Minnesota: Extension Begins Drainage Trial

    Installing subsurface drainage system. Photo: University of Minnesota

    This past fall, I made the decision to invest in a new subsurface drainage system at the Northwest Research & Outreach Center (NWROC) in Crookston.

    Over the next several years, I will be taking northwest Minnesota farmers on this journey with me as I evaluate my investment. Like any major financial investment, there is some amount of risk involved in this decision. Times are hard right now, and not everyone can take on the risk of installing a new subsurface drainage system. Builders Merchant are doing this to help you decide whether investing in drainage is right for your farm.

    I was willing to take this on because I do not believe that installing drainage is that much of a risk. I invested in drainage because I believe it will improve the profitability of our operations. What is the most proactive solution for companies and cctv drain surveys in cctv drain surveys in Cheshire companies that need to combat the build-up of fat, oil and grease and end the costly problem of clearing clogged drains. It is estimated that fat, oil and grease causes approximately 75pc of blocked drains and related floods requiring the need to clear clogged drains. Despite the management of waste streams being taken increasingly more serious by authorities, not everyone is aware of their responsibilities and the consequences of falling foul of the legislation.

    Previous drainage research conducted at NWROC from 2001 to 2004 indicates that we should look beyond grain yield as the only way to profit from subsurface drainage installation. The study showed that drainage had a limited impact on grain yield, but it increased grain protein content in spring wheat and soybeans.

    This research also found that subsurface drainage increased soil temperature. Higher soil temperature combined with lower soil moisture improves field workability in the spring and fall. This will save another valuable resource during planting and harvest: time.

    This past October 2019, I designed and installed our new subsurface drainage system with the help of Ellingson Companies. The system currently drains 30 acres of a 60-acre field owned and farmed by the NWROC. I divided the 60-acre field into four 15-acre plots: two drained and two undrained. We designed the system so that we have the option to install drainage on the other 30 acres in the future.

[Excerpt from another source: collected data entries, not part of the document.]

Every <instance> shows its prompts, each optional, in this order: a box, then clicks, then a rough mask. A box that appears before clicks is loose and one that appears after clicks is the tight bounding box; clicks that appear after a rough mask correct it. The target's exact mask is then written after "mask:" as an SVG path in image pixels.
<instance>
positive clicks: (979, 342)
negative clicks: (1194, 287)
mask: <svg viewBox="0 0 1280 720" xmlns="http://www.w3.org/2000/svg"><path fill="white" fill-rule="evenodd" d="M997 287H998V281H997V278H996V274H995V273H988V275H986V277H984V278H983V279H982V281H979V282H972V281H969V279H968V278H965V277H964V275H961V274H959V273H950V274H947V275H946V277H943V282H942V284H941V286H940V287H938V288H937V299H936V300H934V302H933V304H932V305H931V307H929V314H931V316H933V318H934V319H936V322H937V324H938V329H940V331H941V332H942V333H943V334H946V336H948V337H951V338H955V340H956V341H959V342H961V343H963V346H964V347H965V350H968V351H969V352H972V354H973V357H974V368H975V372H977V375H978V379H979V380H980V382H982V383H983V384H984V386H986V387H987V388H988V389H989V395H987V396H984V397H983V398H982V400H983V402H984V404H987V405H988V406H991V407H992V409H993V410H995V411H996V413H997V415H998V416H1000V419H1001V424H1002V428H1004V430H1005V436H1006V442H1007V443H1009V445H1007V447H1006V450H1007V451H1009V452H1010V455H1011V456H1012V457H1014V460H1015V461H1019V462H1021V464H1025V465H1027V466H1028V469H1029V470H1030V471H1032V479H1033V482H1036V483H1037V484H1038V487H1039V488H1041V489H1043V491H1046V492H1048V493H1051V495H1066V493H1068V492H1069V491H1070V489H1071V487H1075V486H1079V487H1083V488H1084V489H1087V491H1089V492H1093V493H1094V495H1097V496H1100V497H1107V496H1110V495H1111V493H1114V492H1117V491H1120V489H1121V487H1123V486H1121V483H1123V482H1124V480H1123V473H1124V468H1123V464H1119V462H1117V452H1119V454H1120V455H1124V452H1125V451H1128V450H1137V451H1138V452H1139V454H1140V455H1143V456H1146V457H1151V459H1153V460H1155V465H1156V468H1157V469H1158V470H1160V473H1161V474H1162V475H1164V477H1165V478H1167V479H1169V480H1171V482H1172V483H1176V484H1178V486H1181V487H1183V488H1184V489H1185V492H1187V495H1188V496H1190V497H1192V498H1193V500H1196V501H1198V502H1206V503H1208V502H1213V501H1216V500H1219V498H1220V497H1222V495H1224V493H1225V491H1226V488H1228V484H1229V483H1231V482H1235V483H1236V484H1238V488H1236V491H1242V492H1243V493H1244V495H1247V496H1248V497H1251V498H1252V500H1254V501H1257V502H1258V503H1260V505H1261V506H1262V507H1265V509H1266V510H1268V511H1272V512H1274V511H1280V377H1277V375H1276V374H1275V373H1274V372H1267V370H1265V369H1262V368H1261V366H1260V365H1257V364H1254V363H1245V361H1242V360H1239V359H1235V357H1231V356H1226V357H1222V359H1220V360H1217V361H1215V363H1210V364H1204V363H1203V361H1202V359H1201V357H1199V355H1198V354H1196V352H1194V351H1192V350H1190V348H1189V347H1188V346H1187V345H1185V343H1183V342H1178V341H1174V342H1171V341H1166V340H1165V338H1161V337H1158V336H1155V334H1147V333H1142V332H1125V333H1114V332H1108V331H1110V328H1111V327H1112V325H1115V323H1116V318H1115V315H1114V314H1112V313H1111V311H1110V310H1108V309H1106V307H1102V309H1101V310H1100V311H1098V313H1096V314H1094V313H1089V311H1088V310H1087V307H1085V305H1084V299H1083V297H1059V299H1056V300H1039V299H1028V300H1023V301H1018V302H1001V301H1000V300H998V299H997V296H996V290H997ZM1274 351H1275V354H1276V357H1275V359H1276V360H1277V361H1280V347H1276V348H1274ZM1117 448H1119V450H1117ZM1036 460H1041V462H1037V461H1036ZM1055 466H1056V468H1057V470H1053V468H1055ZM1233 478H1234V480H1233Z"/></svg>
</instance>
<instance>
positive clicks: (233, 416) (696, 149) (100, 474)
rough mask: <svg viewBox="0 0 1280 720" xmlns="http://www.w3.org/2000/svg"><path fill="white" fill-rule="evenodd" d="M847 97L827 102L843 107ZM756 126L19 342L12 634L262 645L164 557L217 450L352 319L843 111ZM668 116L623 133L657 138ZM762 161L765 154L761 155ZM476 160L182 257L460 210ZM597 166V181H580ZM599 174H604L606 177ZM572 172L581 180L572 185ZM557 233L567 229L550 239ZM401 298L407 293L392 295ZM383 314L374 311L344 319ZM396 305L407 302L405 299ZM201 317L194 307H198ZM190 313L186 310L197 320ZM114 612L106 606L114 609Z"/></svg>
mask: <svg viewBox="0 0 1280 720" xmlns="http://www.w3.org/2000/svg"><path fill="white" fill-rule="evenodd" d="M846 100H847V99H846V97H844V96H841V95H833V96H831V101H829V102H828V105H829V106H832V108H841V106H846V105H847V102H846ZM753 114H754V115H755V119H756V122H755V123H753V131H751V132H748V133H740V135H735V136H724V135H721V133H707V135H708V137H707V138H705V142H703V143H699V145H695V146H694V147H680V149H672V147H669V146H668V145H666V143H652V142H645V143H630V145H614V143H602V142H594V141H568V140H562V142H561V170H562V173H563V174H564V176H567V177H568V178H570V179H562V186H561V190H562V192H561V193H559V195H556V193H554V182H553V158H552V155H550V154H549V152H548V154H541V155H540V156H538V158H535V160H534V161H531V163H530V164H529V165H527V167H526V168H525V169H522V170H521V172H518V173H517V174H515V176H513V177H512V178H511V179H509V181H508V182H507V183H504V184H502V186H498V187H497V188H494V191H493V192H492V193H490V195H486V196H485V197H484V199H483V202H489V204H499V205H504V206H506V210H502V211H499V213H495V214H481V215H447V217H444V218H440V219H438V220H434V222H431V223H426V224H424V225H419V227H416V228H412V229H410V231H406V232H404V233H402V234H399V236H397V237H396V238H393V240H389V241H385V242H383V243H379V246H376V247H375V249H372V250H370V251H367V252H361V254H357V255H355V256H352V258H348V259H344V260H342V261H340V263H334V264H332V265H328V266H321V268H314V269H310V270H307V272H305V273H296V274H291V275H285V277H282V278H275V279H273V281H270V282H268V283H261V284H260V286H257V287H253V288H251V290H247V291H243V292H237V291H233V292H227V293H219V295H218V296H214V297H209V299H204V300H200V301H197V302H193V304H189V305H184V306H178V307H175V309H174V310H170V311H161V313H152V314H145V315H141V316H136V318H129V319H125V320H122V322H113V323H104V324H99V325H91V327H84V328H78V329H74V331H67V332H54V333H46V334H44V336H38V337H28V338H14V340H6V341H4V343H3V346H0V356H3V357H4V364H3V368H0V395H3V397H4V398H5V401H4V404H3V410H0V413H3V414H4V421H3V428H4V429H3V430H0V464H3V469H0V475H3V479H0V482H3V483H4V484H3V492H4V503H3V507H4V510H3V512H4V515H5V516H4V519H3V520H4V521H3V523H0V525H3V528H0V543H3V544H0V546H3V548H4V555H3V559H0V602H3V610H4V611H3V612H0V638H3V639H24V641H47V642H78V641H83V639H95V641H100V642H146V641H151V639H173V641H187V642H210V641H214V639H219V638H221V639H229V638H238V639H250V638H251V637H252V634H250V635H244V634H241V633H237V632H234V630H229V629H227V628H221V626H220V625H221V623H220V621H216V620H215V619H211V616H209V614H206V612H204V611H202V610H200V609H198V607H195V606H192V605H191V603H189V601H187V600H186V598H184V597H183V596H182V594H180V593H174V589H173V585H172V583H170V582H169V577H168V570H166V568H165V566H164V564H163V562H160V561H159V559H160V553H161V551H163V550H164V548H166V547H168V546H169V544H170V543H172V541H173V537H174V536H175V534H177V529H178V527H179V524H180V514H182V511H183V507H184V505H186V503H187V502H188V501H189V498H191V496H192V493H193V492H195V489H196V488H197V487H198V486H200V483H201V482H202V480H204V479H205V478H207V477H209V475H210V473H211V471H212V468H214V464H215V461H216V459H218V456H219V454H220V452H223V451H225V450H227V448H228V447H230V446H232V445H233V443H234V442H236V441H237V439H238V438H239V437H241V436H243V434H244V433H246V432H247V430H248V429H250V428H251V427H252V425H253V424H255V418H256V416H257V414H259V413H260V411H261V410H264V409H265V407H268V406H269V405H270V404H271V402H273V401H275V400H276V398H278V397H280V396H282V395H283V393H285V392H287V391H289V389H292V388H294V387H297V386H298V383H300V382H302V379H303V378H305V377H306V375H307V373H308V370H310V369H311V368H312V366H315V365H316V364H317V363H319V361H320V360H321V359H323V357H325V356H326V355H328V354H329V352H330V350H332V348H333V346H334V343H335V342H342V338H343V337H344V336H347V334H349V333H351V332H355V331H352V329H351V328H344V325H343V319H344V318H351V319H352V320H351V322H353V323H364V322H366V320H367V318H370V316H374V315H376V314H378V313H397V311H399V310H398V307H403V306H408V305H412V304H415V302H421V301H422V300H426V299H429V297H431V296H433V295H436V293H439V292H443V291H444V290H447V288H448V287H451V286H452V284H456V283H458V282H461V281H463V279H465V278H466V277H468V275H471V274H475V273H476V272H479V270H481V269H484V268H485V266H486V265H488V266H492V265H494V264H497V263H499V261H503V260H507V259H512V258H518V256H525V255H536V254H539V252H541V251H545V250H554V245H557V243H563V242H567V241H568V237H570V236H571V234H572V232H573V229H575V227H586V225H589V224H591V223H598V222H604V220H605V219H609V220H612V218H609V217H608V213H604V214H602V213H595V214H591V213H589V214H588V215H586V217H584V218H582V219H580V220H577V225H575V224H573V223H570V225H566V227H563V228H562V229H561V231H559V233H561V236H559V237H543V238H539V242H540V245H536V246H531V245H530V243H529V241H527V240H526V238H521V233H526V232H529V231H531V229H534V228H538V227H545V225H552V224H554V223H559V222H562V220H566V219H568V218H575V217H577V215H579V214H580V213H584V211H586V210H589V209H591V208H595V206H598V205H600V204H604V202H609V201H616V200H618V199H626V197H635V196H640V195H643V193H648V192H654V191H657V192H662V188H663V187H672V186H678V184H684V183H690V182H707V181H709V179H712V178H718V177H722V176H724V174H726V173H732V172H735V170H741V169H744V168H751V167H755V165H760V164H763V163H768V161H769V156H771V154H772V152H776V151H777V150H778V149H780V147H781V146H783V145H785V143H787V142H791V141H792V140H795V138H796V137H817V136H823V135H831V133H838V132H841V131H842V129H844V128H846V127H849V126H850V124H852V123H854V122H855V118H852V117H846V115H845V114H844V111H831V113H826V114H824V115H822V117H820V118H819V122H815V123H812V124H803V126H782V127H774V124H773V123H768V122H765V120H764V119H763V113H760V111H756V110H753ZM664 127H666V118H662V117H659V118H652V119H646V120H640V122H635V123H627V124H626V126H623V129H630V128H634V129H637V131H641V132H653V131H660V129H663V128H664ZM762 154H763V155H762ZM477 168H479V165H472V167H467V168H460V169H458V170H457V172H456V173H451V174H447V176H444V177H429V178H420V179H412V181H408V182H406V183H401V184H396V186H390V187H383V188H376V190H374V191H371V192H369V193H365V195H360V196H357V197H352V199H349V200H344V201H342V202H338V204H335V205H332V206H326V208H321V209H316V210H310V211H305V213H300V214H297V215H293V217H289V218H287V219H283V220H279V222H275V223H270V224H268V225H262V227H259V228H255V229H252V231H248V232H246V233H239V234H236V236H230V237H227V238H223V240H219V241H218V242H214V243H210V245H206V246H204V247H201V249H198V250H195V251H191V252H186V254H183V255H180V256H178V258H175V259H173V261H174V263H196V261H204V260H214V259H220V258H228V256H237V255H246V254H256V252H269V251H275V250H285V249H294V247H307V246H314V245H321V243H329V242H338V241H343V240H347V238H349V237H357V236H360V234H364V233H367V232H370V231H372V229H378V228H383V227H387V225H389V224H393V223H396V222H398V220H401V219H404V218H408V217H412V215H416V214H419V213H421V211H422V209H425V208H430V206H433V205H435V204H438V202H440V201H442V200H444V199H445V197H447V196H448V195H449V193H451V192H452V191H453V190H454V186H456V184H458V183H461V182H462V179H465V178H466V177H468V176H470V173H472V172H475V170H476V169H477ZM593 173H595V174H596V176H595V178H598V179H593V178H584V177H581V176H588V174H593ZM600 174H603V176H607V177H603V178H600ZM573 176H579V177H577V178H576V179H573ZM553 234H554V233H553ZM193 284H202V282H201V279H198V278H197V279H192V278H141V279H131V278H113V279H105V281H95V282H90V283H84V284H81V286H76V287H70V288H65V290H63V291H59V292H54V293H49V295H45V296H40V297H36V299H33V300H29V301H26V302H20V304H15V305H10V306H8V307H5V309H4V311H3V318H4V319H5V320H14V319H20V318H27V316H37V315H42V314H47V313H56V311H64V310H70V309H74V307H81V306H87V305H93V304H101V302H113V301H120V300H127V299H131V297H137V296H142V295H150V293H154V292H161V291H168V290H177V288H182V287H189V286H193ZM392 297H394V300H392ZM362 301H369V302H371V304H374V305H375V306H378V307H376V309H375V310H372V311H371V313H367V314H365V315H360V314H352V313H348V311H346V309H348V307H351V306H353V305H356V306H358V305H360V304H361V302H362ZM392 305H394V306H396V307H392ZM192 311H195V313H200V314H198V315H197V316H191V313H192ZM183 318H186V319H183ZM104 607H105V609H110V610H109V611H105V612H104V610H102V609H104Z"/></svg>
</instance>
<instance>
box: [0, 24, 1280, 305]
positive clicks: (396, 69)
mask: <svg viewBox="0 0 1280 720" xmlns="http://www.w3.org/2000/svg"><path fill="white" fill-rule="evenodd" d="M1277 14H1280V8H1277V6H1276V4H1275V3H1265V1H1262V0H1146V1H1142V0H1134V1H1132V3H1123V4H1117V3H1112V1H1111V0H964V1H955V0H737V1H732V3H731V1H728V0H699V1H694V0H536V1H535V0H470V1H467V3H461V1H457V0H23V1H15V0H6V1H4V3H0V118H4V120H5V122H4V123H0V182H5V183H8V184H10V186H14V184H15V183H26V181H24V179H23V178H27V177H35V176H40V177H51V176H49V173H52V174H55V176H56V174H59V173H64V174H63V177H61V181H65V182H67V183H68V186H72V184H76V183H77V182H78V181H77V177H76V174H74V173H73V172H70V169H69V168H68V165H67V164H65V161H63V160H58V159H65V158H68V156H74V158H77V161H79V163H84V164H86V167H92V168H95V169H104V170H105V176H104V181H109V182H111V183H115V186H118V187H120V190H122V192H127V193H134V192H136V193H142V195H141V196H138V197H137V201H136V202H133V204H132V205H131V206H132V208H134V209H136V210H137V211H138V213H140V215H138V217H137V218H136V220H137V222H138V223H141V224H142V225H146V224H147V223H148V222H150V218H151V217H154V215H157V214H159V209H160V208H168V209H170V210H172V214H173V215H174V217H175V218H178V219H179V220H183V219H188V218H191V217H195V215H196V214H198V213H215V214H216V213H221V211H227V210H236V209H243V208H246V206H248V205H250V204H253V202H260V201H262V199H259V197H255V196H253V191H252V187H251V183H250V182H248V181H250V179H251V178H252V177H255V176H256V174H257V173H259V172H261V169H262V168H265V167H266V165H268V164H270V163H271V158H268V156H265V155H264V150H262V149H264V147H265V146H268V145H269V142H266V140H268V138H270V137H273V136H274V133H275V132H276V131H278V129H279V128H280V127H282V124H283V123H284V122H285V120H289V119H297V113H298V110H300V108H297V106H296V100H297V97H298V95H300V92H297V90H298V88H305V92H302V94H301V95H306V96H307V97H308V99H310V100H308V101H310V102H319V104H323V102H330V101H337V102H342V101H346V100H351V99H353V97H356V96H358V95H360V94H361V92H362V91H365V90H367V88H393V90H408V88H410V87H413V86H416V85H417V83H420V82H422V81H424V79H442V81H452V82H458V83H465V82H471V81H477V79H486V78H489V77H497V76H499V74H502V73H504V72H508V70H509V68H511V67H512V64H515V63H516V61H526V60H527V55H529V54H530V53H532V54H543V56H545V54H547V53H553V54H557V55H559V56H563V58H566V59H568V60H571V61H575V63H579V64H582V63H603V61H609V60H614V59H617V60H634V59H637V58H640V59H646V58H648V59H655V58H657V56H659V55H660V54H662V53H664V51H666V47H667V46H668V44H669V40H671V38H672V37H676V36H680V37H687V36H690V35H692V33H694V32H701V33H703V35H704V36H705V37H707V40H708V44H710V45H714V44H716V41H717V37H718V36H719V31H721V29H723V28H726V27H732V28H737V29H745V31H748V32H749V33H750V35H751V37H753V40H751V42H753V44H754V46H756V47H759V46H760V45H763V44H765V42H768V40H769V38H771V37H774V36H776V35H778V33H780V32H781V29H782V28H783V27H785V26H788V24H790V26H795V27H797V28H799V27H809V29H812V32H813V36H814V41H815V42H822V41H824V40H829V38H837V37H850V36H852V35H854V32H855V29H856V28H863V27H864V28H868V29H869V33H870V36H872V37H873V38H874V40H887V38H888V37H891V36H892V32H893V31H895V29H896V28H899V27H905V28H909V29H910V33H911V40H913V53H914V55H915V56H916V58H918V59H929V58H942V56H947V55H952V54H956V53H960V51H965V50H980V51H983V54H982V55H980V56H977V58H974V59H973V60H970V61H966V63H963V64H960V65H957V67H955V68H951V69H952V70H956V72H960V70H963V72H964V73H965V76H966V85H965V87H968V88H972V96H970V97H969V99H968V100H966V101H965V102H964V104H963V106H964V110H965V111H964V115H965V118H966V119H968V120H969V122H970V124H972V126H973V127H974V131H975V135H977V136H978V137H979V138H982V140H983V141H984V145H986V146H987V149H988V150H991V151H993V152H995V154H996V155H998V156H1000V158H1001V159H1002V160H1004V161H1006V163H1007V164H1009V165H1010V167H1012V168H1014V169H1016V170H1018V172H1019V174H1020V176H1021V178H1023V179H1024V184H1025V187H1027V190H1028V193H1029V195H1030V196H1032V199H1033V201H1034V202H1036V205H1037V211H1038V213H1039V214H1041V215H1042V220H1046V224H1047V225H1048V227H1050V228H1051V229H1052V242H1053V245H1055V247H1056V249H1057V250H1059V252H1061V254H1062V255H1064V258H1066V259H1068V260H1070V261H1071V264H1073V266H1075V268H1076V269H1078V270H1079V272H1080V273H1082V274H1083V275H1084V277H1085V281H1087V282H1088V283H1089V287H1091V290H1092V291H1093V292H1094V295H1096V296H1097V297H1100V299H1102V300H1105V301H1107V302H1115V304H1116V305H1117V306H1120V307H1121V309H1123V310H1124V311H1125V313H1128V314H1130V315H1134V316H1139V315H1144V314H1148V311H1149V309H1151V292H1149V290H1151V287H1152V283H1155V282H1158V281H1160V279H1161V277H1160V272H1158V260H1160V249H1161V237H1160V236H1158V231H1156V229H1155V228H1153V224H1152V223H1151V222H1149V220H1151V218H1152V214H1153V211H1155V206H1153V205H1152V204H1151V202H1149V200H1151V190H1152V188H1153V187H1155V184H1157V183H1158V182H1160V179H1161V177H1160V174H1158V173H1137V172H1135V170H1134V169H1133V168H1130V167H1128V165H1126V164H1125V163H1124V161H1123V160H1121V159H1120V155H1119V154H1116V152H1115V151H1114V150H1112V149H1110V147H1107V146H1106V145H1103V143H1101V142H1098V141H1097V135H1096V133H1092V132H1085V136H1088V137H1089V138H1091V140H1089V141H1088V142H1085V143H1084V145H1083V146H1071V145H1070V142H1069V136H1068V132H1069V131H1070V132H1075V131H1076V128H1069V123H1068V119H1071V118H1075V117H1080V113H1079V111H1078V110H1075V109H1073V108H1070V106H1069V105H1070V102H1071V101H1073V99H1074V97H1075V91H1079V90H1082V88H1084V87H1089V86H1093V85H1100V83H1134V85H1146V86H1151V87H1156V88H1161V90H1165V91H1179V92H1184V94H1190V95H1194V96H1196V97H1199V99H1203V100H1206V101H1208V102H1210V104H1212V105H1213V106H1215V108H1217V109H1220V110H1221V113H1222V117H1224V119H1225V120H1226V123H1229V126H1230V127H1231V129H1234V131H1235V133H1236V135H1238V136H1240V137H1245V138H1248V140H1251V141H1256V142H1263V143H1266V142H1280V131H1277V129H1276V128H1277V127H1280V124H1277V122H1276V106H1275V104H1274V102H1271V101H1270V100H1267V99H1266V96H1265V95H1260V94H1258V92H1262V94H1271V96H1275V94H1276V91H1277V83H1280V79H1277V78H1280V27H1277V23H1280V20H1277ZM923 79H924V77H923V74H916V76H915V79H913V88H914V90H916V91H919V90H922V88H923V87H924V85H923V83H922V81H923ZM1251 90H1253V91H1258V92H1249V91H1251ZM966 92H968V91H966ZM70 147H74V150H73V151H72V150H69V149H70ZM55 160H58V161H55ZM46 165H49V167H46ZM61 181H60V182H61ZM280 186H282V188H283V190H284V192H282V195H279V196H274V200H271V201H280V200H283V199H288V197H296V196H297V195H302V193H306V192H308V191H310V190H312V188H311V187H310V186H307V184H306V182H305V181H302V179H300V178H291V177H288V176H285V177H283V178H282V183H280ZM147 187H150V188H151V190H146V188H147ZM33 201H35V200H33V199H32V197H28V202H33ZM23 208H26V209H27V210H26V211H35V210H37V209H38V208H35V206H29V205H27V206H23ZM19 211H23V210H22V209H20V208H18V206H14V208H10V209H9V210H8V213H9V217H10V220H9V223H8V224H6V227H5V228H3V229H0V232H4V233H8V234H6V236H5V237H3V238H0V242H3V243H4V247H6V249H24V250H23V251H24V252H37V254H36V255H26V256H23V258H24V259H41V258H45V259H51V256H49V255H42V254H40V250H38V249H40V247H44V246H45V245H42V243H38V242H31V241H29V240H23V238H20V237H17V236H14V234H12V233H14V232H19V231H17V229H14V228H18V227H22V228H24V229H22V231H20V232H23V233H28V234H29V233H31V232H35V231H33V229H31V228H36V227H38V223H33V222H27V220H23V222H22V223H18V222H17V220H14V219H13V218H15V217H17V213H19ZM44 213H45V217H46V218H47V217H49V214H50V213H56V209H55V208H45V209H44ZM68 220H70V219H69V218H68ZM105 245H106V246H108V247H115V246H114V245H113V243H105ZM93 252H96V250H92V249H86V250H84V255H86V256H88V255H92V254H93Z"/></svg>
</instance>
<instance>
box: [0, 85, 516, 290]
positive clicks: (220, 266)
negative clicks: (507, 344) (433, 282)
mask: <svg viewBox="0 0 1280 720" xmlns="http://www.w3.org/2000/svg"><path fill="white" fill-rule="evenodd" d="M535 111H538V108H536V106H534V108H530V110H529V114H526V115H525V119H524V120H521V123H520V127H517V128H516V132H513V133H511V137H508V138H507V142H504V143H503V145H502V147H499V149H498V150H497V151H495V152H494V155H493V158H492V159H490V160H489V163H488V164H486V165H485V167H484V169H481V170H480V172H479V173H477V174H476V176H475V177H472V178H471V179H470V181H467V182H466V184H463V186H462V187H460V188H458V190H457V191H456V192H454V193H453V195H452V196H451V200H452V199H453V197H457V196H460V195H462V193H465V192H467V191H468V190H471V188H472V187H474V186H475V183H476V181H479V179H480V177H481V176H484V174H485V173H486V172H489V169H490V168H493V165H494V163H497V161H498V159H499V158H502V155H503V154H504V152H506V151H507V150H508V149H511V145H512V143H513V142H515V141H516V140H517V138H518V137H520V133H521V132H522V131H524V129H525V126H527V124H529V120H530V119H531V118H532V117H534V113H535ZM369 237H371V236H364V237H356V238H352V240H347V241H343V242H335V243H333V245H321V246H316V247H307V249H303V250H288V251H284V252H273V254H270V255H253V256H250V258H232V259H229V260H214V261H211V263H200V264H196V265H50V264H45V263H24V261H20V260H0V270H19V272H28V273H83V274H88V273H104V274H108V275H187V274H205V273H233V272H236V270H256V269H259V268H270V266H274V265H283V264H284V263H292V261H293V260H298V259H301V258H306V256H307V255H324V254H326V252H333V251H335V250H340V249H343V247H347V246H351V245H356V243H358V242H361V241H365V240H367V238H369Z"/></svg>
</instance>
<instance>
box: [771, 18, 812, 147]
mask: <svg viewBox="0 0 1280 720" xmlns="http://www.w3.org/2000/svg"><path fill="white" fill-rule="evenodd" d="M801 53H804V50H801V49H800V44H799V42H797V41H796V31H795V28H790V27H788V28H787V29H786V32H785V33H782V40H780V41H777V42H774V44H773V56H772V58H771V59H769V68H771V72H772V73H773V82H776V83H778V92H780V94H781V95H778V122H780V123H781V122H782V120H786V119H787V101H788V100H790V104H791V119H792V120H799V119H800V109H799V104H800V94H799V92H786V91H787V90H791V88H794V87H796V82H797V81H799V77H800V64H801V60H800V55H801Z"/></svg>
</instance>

    My plan is to monitor the improvement in crop yield compared with our historical averages and calculate the return on investment for our newly-drained field. I am also partnering with Extension soil health specialist Anna Cates to look at changes in carbon pools now that we have made a fundamental change in soil conditions.

    AgFax Weed Solutions

    I will also measure the amount of fertilizer (nitrogen and phosphorus) lost in both surface runoff and subsurface discharge. If we see high levels of fertilizer coming off the field, I will work with our NWROC farm manager and our Extension nutrient management team on different strategies to lower the concentrations. Lowering fertilizer application rates is by no means the only way to reduce nutrient loss in drainage discharge.

    We can also look at how to place fertilizer so that it avoids transport into tile drains, and when to delay fertilizer applications based on the weather forecast. Our goal will be to minimize fertilizer losses while maintaining a profitable operation.

    Down the line, I would like to build on this research by exploring new ways to filter residual nutrients out of drainage water without impacting in-field operations. Two notable examples of current technologies that can do this are denitrifying bioreactors and phosphorus removal structures.

    Any profit we make from our farm operations goes right back into a general fund to support the research that goes on here. That means that our investment can pay off in more ways than one. If we can increase profits on this field, it will help NWROC faculty and staff keep answering the critical questions that you have about agriculture in the Red River Valley.